Another illustration of the UCP’s outright defiance of Canadian democratic norms came about when they all but eliminated legislative debate on their most recent budget. Budget estimates are usually aired and debated in legislative committees for up to a week before final reading in the legislature. The UCP pushed through this process in a mere three hours. Equally troubling is that the UCP shut down debate on final reading of the budget on the same day. The UCP used a public health emergency as a pretext to hide their own budget. By ramming it through in the dead of night with nobody watching, they significantly diminished the capacity of Albertans to properly scrutinize their actions. This action itself is antithetical to democratic practice.

One of the traditional characteristics of Canadian politics is the capacity of political opponents to tolerate and debate those who are opposed to their policy or ideological perspectives. The authoritarian streak of the UCP came bubbling to the fore when its infamous ‘war room,’ (the organization running it was incorporated so to avoid scrutiny from freedom of information legislation), was established. The war room, whose official title is the Canadian Energy Centre, is an incorporated entity that falls outside the province’s freedom of information act. Its stated purpose is to expose misinformation and hold foreign-funded environmental organizations that are allegedly spreading falsehoods and tarnishing the good name of Big Oil in Alberta.
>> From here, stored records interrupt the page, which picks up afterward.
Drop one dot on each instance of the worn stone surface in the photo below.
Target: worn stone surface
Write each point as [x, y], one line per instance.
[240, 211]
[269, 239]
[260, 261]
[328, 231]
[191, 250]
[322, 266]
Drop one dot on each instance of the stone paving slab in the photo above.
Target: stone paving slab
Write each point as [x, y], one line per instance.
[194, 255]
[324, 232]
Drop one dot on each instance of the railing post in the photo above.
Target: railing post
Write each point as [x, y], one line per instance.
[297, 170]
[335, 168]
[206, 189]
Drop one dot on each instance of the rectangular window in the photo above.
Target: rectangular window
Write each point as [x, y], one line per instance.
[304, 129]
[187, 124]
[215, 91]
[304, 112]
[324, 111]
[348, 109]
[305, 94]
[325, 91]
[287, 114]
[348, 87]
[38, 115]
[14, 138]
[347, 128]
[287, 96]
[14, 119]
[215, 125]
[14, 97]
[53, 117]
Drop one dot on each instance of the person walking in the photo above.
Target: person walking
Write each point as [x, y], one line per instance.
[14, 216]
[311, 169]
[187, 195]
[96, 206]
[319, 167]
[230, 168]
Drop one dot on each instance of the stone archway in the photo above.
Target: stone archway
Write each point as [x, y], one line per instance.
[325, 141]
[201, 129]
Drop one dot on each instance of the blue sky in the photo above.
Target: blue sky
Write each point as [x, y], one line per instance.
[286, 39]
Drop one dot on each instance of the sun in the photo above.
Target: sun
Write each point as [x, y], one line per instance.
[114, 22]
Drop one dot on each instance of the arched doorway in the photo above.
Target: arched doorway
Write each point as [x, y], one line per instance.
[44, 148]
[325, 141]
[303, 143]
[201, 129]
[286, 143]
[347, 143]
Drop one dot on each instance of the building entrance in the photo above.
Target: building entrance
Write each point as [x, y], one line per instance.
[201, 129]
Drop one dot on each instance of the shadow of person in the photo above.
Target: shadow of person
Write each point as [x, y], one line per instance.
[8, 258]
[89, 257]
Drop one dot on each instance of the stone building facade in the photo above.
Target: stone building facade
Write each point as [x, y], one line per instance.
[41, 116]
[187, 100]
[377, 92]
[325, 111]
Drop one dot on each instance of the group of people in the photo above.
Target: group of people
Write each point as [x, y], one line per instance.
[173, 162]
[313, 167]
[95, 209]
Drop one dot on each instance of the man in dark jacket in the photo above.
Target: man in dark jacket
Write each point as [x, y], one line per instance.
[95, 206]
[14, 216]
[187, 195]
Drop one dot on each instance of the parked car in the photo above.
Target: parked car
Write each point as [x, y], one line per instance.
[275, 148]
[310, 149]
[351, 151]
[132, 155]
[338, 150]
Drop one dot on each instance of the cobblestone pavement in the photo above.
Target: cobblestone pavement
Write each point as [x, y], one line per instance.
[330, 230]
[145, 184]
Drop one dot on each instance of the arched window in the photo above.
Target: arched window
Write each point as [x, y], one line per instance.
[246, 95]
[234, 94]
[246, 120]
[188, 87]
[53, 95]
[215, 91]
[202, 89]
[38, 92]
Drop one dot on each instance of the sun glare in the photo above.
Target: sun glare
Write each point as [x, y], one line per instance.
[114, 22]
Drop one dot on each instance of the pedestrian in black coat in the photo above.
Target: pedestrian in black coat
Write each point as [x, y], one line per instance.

Its original $30 million per year cost has been pared back because of the pandemic. Its workings are shrouded in secrecy which is dangerous to the most basic tenets of democracy.

That Alberta has gone over the precipice towards authoritarian rule is a surprise to nobody who has been watching its democratic devolution. Even the NDP, when upon the cusp of power and ascending public opinion polls in February and March of 2015, took down any mention of electoral reform and proportional representation from its website. As the governing party, it again disgraced itself by passing legislation that all but eliminated smaller parties from sitting on legislative committees.

The anti-democratic actions in Alberta are heavy-handed moves to suppress the voice of citizens. A new political paradigm is desperately needed to ensure that this abject descent does not become an entrenched reality.

Chris Alders is the Democratic Reform Critic for the Green Party of Alberta and the party’s Candidate of Record in Edmonton-City Centre.